Synergistic Intercalation and Vacancy Engineering Boosting Superior Rate Performance for High-Performance Potassium Storage

Abstract In this work, a dual-strategy approach of Ti-intercalation and Mo vacancies was utilized to engineer VMo-Ti-MoSe2, aiming to enhance the electrochemical performance of potassium-ion batteries (PIBs). The intercalation strategy reduces the band gap and expands the layer spacing of MoSe2, which alleviates the volume expansion during potassiation/depotassiation processes and accelerates the rapid migration of potassium ions. Furthermore, the engineered Mo vacancies not only facilitate the excitation and conduction of electrons but also significantly accelerate carrier transfer, thereby enhancing the reaction kinetics during the charge/discharge process. Additionally, these vacancies provide abundant active sites that ensure a more stable and superior potassium ion adsorption capability. More importantly, in-situ X-ray diffraction and in-situ Raman spectroscopy, coupled with density functional theory calculations, elucidate the potassification/depotassification behaviors of VMo-Ti-MoSe2 anode during the cycling process.
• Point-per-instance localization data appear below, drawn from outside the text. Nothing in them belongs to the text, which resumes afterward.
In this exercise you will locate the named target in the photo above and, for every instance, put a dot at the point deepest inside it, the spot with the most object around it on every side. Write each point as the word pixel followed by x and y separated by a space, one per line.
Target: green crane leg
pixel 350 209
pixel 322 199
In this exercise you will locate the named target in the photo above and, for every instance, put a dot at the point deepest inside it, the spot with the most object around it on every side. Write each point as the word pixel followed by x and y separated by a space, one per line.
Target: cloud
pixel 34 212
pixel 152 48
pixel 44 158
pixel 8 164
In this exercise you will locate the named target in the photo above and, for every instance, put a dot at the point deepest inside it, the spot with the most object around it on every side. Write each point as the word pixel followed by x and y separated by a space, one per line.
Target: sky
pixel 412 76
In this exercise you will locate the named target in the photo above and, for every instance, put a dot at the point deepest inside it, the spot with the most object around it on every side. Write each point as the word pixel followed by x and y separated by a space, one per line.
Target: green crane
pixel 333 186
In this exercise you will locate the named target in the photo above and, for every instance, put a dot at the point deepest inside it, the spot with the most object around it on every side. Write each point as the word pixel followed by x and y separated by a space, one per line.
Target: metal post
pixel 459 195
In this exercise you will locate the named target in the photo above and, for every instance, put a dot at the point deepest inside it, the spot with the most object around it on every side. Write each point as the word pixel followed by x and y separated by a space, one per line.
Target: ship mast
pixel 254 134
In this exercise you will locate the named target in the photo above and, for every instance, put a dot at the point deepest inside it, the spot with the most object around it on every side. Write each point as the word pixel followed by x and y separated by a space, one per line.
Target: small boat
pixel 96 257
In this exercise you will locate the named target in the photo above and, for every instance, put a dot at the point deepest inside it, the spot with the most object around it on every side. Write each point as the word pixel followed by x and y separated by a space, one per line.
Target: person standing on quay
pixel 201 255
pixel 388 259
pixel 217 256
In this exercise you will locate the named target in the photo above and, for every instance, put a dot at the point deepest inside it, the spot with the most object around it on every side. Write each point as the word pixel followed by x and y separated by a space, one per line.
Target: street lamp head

Consequently, VMo-Ti-MoSe2 anode demonstrates an outstanding cycling performance, retaining of 360.1 mAh g-1 after 100 cycles at 2 A g-1. It also delivers a high rate capability of 270.9 mAh g-1 at 5 A g-1. This study shows that vacancy and intercalation strategies significantly enhance the electrochemical performance of PIBs and may be applicable to other battery systems to achieve higher capacity and better cycling stability.